Однако бежать из Рима она не смела, полагая, что найдется тот, кто пойдет по ее следу и – отыщет, как бы старательно Тео ни пряталась. Ко всему прочему, была и ее дочь, золотоволосая Джулия, хрупкое, нежное создание, такое воздушное, что сердце Тео замирало от страха: что станется с ее дочерью в этом жестоком мире?
Спустя полтора года после смерти Джакомо в доме Теофании появился гость. Он пришел ночью, в сопровождении четверых охранников, пусть и одетых с вызывающей простотой – их можно было бы принять за ремесленников, – но все же неспособных скрыть свою выправку и ту плавность движений, которая отличает людей опасных. Теофания постаралась не заметить оружия, которое простые подмастерья не имели права носить при себе, а также того, что гости эти тщательнейшим образом обследовали каждую комнату в ее доме.
Они ушли, погасив все свечи, кроме одной.
– Рада видеть вас, господин, – сказала Теофания, опуская взгляд. Чем меньше ей будет известно, тем лучше и для нее, и для дочери.
– И я рад. – Его голос по-прежнему звучал мягко, ласково. – Ты не изменилась, дитя. Разве что похорошела.
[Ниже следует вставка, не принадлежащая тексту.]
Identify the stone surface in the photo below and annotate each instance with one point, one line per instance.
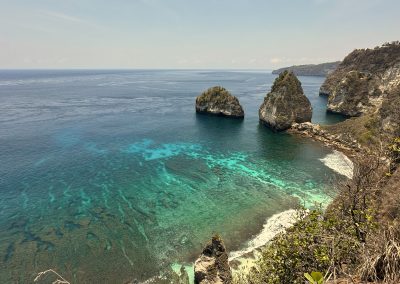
(285, 104)
(355, 94)
(218, 101)
(212, 266)
(362, 80)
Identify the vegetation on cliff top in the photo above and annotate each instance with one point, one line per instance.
(216, 94)
(356, 238)
(322, 69)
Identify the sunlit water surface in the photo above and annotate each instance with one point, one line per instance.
(109, 176)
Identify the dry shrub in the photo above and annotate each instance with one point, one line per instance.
(381, 258)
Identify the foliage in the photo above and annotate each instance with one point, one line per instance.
(310, 245)
(215, 94)
(59, 280)
(394, 154)
(315, 277)
(288, 80)
(332, 241)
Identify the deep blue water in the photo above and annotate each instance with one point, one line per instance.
(109, 176)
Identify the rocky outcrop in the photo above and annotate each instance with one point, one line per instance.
(285, 104)
(212, 266)
(218, 101)
(389, 113)
(323, 69)
(362, 80)
(340, 142)
(355, 94)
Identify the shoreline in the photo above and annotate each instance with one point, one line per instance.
(332, 141)
(343, 158)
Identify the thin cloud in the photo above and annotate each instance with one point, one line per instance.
(68, 18)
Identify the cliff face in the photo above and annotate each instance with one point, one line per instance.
(218, 101)
(323, 69)
(285, 104)
(362, 80)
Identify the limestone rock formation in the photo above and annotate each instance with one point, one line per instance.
(212, 266)
(355, 94)
(364, 77)
(218, 101)
(285, 104)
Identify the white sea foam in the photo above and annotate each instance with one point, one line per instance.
(340, 163)
(276, 224)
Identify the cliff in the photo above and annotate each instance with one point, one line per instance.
(218, 101)
(363, 79)
(323, 69)
(285, 104)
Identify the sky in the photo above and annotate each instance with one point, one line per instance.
(190, 34)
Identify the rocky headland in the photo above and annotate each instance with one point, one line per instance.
(323, 69)
(362, 80)
(285, 104)
(218, 101)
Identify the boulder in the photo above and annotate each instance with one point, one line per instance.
(212, 266)
(218, 101)
(285, 104)
(355, 94)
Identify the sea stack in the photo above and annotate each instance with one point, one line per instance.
(212, 265)
(285, 104)
(218, 101)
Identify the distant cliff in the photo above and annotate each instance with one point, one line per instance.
(323, 69)
(363, 79)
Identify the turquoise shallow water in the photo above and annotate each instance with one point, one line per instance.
(110, 176)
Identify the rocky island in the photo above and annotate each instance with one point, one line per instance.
(323, 69)
(218, 101)
(362, 80)
(285, 104)
(212, 265)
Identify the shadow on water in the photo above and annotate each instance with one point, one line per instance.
(218, 128)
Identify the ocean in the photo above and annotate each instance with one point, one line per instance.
(109, 175)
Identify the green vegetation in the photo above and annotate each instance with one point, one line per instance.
(315, 277)
(322, 69)
(288, 80)
(217, 94)
(357, 236)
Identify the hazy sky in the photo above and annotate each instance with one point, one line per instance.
(189, 33)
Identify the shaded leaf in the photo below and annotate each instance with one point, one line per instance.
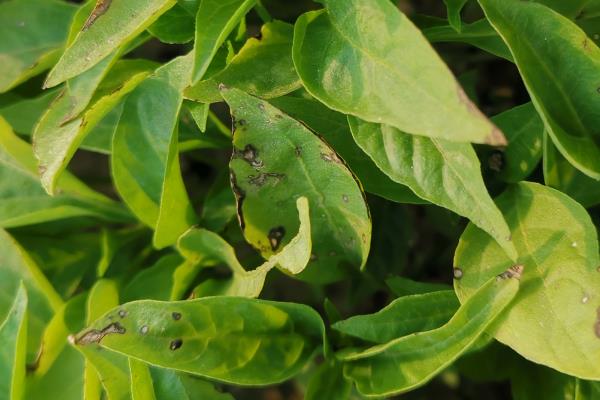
(263, 67)
(13, 336)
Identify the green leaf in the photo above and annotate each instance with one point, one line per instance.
(24, 114)
(445, 173)
(402, 317)
(43, 301)
(156, 282)
(454, 8)
(102, 366)
(328, 382)
(570, 9)
(215, 20)
(410, 361)
(219, 204)
(24, 202)
(30, 45)
(524, 131)
(248, 68)
(171, 385)
(276, 160)
(62, 128)
(333, 127)
(385, 73)
(205, 248)
(553, 320)
(177, 25)
(402, 286)
(257, 343)
(141, 381)
(13, 336)
(561, 175)
(479, 34)
(58, 362)
(560, 67)
(145, 162)
(536, 382)
(112, 24)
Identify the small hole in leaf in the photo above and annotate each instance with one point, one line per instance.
(175, 344)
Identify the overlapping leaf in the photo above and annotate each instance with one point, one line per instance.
(384, 72)
(554, 319)
(276, 159)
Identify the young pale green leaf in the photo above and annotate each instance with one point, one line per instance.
(248, 68)
(276, 160)
(145, 162)
(101, 366)
(60, 131)
(402, 317)
(560, 67)
(156, 282)
(23, 201)
(112, 24)
(24, 114)
(333, 127)
(384, 72)
(43, 301)
(561, 175)
(13, 336)
(454, 8)
(141, 381)
(443, 172)
(231, 339)
(215, 20)
(402, 286)
(524, 130)
(554, 319)
(206, 248)
(328, 382)
(29, 45)
(479, 34)
(535, 382)
(410, 361)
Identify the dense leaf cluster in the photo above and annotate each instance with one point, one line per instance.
(308, 249)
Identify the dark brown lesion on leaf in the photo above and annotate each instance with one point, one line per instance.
(262, 178)
(275, 236)
(240, 196)
(516, 271)
(496, 161)
(249, 154)
(99, 10)
(96, 335)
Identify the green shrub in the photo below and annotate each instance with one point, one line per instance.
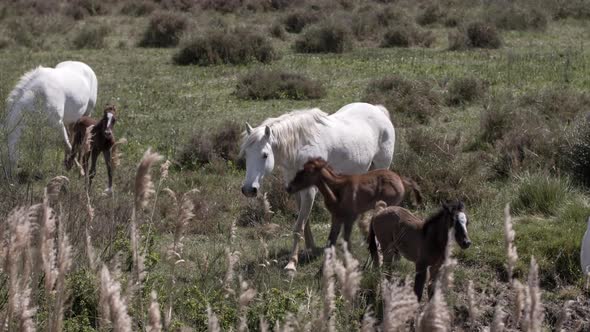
(540, 194)
(476, 35)
(575, 153)
(274, 84)
(415, 99)
(330, 37)
(233, 47)
(138, 8)
(406, 35)
(465, 89)
(164, 30)
(91, 36)
(296, 21)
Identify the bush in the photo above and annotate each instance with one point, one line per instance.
(575, 153)
(328, 37)
(138, 8)
(274, 84)
(431, 14)
(413, 98)
(91, 36)
(540, 194)
(164, 30)
(475, 35)
(515, 17)
(465, 89)
(407, 35)
(79, 9)
(442, 170)
(235, 47)
(296, 21)
(203, 147)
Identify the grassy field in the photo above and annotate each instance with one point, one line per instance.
(535, 85)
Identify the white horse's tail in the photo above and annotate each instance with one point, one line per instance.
(384, 110)
(12, 117)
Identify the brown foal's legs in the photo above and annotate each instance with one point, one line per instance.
(420, 279)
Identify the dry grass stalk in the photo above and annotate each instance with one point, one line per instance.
(471, 305)
(564, 315)
(144, 187)
(509, 235)
(64, 263)
(519, 302)
(116, 156)
(399, 304)
(263, 324)
(47, 243)
(18, 262)
(154, 319)
(247, 294)
(498, 320)
(436, 316)
(113, 305)
(327, 316)
(349, 275)
(232, 260)
(212, 321)
(369, 321)
(533, 318)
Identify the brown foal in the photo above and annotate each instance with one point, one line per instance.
(348, 196)
(101, 141)
(422, 242)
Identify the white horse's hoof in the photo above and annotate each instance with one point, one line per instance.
(291, 267)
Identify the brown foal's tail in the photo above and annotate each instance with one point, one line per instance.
(379, 206)
(411, 184)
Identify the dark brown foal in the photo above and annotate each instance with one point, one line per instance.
(422, 242)
(101, 140)
(348, 196)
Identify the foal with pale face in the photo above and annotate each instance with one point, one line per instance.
(422, 242)
(101, 141)
(348, 196)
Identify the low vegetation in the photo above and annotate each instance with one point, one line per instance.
(274, 84)
(232, 47)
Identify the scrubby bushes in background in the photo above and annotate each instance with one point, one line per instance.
(328, 37)
(465, 89)
(204, 146)
(164, 30)
(91, 36)
(477, 34)
(275, 84)
(415, 99)
(236, 47)
(406, 35)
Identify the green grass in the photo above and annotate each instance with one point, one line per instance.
(161, 104)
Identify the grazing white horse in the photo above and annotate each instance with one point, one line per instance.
(355, 139)
(64, 94)
(585, 251)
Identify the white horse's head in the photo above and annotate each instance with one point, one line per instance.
(257, 150)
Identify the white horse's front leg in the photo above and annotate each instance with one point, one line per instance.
(306, 198)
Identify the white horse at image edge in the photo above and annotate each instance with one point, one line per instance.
(357, 138)
(63, 94)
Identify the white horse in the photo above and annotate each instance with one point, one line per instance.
(64, 94)
(355, 139)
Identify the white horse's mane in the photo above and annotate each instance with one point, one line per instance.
(290, 131)
(21, 86)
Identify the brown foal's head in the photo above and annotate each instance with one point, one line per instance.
(308, 176)
(459, 223)
(108, 122)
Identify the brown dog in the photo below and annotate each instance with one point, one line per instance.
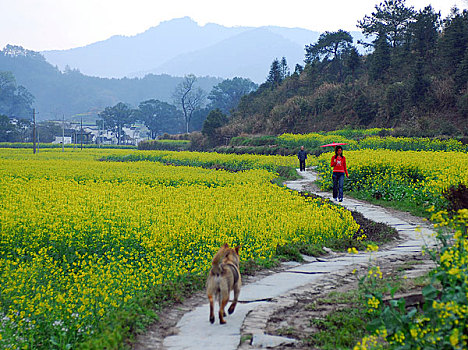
(223, 277)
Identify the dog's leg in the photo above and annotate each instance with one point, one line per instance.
(236, 297)
(210, 297)
(223, 300)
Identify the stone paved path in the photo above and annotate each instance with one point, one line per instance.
(260, 299)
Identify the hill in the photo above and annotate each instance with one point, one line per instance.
(71, 92)
(181, 46)
(415, 79)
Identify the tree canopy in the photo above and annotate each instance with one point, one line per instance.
(159, 117)
(226, 95)
(15, 101)
(188, 97)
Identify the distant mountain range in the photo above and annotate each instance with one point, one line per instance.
(180, 46)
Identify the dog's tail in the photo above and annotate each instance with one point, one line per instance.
(218, 259)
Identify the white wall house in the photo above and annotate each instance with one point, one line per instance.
(59, 139)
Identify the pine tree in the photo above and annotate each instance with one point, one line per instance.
(380, 58)
(275, 77)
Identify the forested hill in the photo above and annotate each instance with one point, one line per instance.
(415, 77)
(56, 93)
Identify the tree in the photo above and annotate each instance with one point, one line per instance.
(8, 130)
(352, 60)
(275, 75)
(116, 118)
(454, 41)
(15, 101)
(227, 94)
(188, 98)
(424, 32)
(329, 44)
(284, 68)
(215, 119)
(159, 117)
(380, 59)
(391, 18)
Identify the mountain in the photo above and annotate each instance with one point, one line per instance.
(119, 56)
(181, 46)
(248, 54)
(72, 92)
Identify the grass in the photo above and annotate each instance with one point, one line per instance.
(346, 325)
(340, 329)
(403, 205)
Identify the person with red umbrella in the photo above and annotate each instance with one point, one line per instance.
(302, 156)
(338, 163)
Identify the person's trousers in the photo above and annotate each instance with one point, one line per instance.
(338, 180)
(302, 165)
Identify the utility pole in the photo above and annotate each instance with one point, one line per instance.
(34, 130)
(63, 132)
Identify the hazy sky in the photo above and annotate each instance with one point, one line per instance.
(62, 24)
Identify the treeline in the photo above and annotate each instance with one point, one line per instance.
(71, 92)
(414, 79)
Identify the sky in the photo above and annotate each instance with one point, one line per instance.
(62, 24)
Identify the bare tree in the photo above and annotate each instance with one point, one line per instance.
(188, 97)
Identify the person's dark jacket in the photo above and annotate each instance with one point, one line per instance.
(302, 155)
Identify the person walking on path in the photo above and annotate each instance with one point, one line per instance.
(302, 155)
(339, 170)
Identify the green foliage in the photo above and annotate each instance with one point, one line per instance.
(227, 94)
(215, 119)
(329, 44)
(165, 145)
(159, 117)
(116, 117)
(15, 101)
(413, 79)
(441, 322)
(8, 130)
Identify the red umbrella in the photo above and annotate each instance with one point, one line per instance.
(334, 144)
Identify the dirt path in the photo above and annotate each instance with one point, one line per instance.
(274, 299)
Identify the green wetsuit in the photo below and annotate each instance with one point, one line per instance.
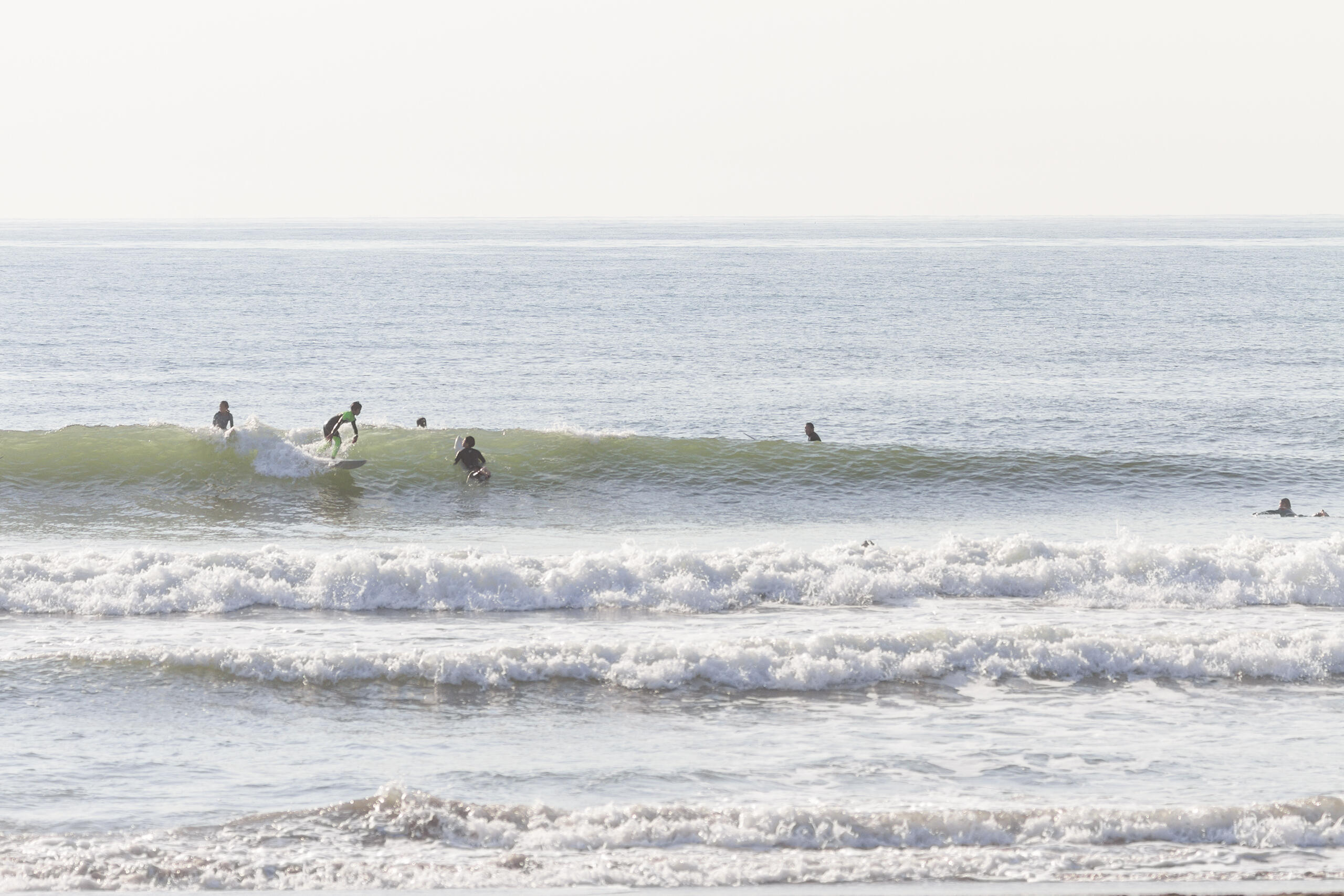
(332, 429)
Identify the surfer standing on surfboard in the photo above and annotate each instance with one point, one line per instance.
(472, 460)
(332, 428)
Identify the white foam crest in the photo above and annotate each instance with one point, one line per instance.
(1112, 574)
(561, 428)
(780, 664)
(409, 840)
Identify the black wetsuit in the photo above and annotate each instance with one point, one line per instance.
(332, 426)
(471, 458)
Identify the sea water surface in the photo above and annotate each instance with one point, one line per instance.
(1012, 620)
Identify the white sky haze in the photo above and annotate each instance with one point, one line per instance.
(704, 109)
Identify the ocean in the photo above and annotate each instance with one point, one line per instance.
(1011, 621)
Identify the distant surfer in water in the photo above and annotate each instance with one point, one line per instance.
(224, 419)
(1285, 508)
(472, 460)
(332, 429)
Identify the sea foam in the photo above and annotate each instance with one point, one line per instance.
(404, 839)
(842, 659)
(1105, 574)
Женщине грешно быть столь красивой.
Она позволила себе улыбнуться:
– Нет в том моей вины.
– И нет в том радости… я многое узнал о тебе, Теофания, дочь Туфании из Палермо.
– Вам достаточно было спросить, и я бы не стала скрывать правду.
Этот человек, чьего лица Тео никогда не видела, внушал ей трепет, и – вместе с тем – сила, которая исходила от него, влекла ее к нему – неудержимо. Ей хотелось приблизиться к нему, опуститься на пол у ног его – верной собакой, женщиной, кем-то, без кого он не сумеет обойтись. Но Теофания понимала, как опасен ее гость. Пожелай он сделать так, чтобы Тео не стало, и пожелание его исполнится тотчас же.
– Я люблю узнавать о людях от других людей. Твой брат…
– Мы виделись лишь однажды, и встреча эта не принесла радости никому из нас. Теперь я знаю, насколько права была матушка, когда говорила, что я не должна вмешиваться в чужую жизнь. К сожалению, прошлого не изменить.
Гость не спешил избавляться от плаща, и, хотя единственная свеча не могла бы раскрыть тайну его лица, он предпочитал избегать риска.
– Не изменить, – согласился он. – Однако, пусть ты не желаешь встречи с братом, но он желал отыскать тебя. Забрать некое кольцо, сделанное якобы из сердца ламии…
– Я знаю эту историю.
Теофания наполнила бокалы вином, не сомневаясь, что гость откажется от угощения, но он согласился. И принял бокал, ничуть не опасаясь быть отравленным.
– И кольцо это – единственная память о моей матушке. Но я готова отдать его, если на то будет ваша воля…
– Не спеши. Покажи мне его.
Теофания принесла шкатулку, где хранила то единственное украшение, которое полагала по-настоящему ценным. Были, конечно, у нее и другие – серьги, кольца, изящные броши, нити жемчуга и серебряные витые ожерелья. Но об их утере Теофания не стала бы сожалеть.
– Твой брат полагает, что твоя мать стала ламией… и ты сама… ты не по-женски бессердечна, лишена жалости и неспособна на любовь к кому бы то ни было, помимо своей дочери, ибо она продолжает твое проклятье.
– И чего он хочет?
– Чтобы тебя осудили и казнили. Не только тебя.
Сердце, то самое, в существовании которого Теофании было отказано, сжалось. Осудить?! Казнить?! Да, Тео виновна. Она изготавливает яд, зная, что каждая капля этой прозрачной воды отбирает чью-то жизнь, и, быть может, жизнь вовсе не злого человека. Она сама подала отравленный перстень Джакомо. Однако Джулия, ее крошка, нежная девочка, в чем виновна она?
– Половина сердца не способна любить. Разве что – другую половину. И обе стремятся друг к другу. Так мне сказал Паоло.
– Но… он мне брат!
Разве есть грех более мерзкий, нежели желать своего брата? Подобные связи прокляты!
– Он похоронил двух жен… и не желает подобной судьбы для своего сына. Как не желает он, чтобы его славный мальчик встретил однажды твою дочь… эта встреча или соединит их навек, или же уничтожит кого-то…
– Я готова отдать кольцо…
– Ты не сможешь, девочка, – гость вернул перстень в шкатулку. – Оно – часть тебя. Ты ведь не отдашь кому-то руку или же печень, легкие… сердце?